Zhu Andrew X, Puchalski Thomas A, Stanton Vincent P, Ryan David P, Clark Jeffrey W, Nesbitt Steven, Charlat Olga, Kelly Patrick, Kreconus Elaine, Chabner Bruce A, Supko Jeffrey G
Massachusetts General Hospital, Division of Hematology/Oncology, Harvard Medical School, Boston, MA, USA.
Clin Colorectal Cancer. 2004 Feb;3(4):225-34. doi: 10.3816/CCC.2004.n.003.
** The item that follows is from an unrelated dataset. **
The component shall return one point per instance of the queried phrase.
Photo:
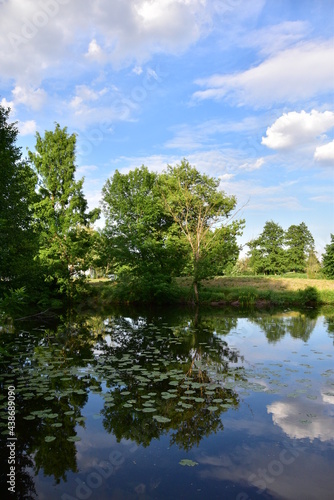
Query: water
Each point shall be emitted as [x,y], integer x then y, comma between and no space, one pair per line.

The causes of interpatient variation in severe toxicity resulting from treatment with weekly 5-fluorouracil (5-FU)/ leucovorin (LV) are poorly understood. This study was undertaken to examine the contribution of commonly occurring polymorphisms in the dihydropyrimidine dehydrogenase (DPYD) gene to interpatient variability in 5-FU pharmacokinetics and toxicity. Patients with stage III/IV colorectal cancer were treated by bolus intravenous (I.V.) injection with 500 mg/m2 doses of 5-FU and LV once every week. The pharmacokinetics of 5-FU was determined on weeks 1 and 4. Genotyping assays were developed for 8 polymorphisms in the DPYD gene. A well-characterized functional polymorphism in the 5' untranslated region of the thymidylate synthase (TS) gene was also analyzed. A cohort of 22 patients (15 male, 7 female) with a median age of 61 years was evaluated. Although there was no relationship between the area under the plasma concentration time curve (AUC) for the first dose of 5-FU and worst-grade toxicity during the first cycle of therapy, 3 of the 4 patients in whom the AUC on week 4 was more than equal to 5 microgram/h/mL greater than the value for the first dose experienced grade 3/4 toxicity during subsequent treatment. Among the 8 polymorphisms in the DPYD gene, 7 were found to vary in the study population but none were significantly associated with the AUC of 5-FU. There was no relationship between the DPYD and TS genotypes examined and 5-FU toxicity. Extensive polymorphism in the DPYD gene was observed; however, no conclusive correlations existed between the DPYD and TS genotype and 5-FU pharmacokinetics or toxicity. Decreases in 5-FU clearance in certain patients may provide insight into the increased toxicity following repetitive cycles of treatment with weekly I.V. bolus 5-FU. The present study offers useful themes for undertaking larger prospective pharmacogenetic studies in the future.
对于每周使用5-氟尿嘧啶(5-FU)/亚叶酸(LV)治疗导致的患者间严重毒性差异的原因,目前了解甚少。本研究旨在探讨二氢嘧啶脱氢酶(DPYD)基因中常见多态性对5-FU药代动力学和毒性患者间变异性的影响。III/IV期结直肠癌患者通过静脉推注(I.V.)接受500mg/m²剂量的5-FU和LV治疗,每周一次。在第1周和第4周测定5-FU的药代动力学。针对DPYD基因中的8个多态性开发了基因分型检测方法。还分析了胸苷酸合成酶(TS)基因5'非翻译区一个特征明确的功能性多态性。评估了一组22例患者(15例男性,7例女性),中位年龄61岁。尽管在治疗的第一个周期中,首剂5-FU的血浆浓度-时间曲线下面积(AUC)与最差等级毒性之间没有关系,但在第4周AUC比首剂值高5μg/h/mL及以上的4例患者中,有3例在后续治疗中出现3/4级毒性。在DPYD基因的8个多态性中,有7个在研究人群中存在变异,但均与5-FU的AUC无显著关联。所检测的DPYD和TS基因型与5-FU毒性之间没有关系。观察到DPYD基因存在广泛多态性;然而,DPYD和TS基因型与5-FU药代动力学或毒性之间不存在明确的相关性。某些患者5-FU清除率的降低可能有助于解释每周静脉推注5-FU重复治疗周期后毒性增加的原因。本研究为未来开展更大规模的前瞻性药物遗传学研究提供了有益的思路。